The TSB’s Kotchounian can’t recall the agency identifying leak detection as a specific problem in any recent investigations.

Colquhoun of the NEB does not believe remote leak sensing has been oversold, though it’s puzzling the Nexen leak was missed.

“That should have been picked up very easily with what we call mass balancing, in other words, the amount that comes out should be the amount that goes in,” he said.

Pipeline operators augment remote leak detection with air patrols and workers literally walking the line.

It’s unrealistic to expect 100 per cent pipeline reliability or perfect leak detection, Kuprewicz said. The technology continues to evolve, including recent developments in external leak detection, including the use of sonar and aerial surveillance that don’t rely on knowing what’s going on inside the pipe.

“In hyper-sensitive areas, where oil would be a very terrible thing because you’ll never be able to clean it up, they’ve tried those in field applications, actually in operating lines,” he said.

Colquhoun said detecting major pipeline ruptures are not the biggest problem.

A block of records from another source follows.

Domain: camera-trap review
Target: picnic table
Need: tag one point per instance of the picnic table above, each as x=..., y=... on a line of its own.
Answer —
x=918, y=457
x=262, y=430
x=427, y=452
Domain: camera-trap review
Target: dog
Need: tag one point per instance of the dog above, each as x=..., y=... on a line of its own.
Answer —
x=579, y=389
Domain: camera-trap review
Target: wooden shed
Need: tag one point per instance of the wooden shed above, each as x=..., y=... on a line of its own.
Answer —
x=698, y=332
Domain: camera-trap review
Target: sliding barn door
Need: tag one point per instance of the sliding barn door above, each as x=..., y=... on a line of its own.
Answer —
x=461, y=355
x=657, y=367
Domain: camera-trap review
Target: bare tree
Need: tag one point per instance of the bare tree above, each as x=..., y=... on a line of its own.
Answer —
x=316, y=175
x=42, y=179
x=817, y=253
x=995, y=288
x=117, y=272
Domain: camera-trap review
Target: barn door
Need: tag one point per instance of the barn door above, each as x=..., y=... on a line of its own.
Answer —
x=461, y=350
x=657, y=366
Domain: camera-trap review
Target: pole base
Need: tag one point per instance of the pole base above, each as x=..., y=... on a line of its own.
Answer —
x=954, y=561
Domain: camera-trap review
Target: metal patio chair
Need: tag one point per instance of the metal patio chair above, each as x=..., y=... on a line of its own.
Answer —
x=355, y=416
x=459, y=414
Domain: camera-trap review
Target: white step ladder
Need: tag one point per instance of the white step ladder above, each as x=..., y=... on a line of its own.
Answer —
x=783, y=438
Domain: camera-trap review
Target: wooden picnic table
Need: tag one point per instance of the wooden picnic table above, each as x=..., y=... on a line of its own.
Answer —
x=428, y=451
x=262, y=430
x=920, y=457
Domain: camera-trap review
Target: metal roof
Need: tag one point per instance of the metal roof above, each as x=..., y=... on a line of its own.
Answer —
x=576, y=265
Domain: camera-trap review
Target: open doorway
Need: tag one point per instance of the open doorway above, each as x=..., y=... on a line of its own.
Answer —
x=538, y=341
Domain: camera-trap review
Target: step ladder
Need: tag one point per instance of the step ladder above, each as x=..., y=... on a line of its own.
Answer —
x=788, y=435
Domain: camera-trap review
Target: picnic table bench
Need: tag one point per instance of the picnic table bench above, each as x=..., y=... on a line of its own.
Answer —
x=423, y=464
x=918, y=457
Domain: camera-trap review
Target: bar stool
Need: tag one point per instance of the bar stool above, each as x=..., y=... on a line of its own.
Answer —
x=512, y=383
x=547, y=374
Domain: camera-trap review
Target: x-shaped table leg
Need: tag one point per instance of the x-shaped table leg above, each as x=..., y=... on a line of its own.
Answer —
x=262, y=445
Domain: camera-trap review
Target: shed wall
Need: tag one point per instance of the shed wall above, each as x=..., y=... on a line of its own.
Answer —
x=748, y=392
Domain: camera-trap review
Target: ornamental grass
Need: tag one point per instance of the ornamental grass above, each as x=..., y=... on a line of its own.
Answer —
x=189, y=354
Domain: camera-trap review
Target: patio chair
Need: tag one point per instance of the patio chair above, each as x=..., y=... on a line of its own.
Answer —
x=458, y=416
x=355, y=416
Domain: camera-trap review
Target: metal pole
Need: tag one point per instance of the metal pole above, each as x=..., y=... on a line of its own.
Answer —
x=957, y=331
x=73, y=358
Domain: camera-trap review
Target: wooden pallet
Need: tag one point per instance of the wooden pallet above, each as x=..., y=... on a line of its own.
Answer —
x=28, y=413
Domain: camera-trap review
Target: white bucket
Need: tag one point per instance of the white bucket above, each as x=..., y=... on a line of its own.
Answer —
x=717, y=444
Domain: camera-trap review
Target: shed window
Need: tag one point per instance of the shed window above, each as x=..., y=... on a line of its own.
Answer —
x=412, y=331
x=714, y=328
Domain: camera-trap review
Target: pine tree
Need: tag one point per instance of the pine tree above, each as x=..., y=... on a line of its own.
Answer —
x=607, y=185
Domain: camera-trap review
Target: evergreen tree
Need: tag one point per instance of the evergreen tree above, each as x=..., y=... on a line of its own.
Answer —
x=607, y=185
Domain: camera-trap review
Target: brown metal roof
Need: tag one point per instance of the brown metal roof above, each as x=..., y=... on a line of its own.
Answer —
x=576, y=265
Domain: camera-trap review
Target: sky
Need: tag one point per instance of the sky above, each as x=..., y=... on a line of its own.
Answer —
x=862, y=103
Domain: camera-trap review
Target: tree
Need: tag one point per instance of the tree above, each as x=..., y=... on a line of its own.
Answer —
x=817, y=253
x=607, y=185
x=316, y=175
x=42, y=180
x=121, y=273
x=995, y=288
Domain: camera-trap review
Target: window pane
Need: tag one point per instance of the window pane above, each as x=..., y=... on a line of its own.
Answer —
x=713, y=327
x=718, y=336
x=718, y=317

“It’s the small leaks that can occur over a period of time. That’s where the bigger challenge is,” he said. “The methodologies for finding those is developing but there’s still a bit of work to be done.

“On a new pipeline you would not expect that to happen. But an old line, where you’re dealing with ongoing maintenance, there is a possibility you might get these very small leaks.”

If you can’t rely on leak detection, it makes companies’ spill response even more important, said Kuprewicz.

“But understand that spill response is after the fact; the genie’s out of the bottle,” he said.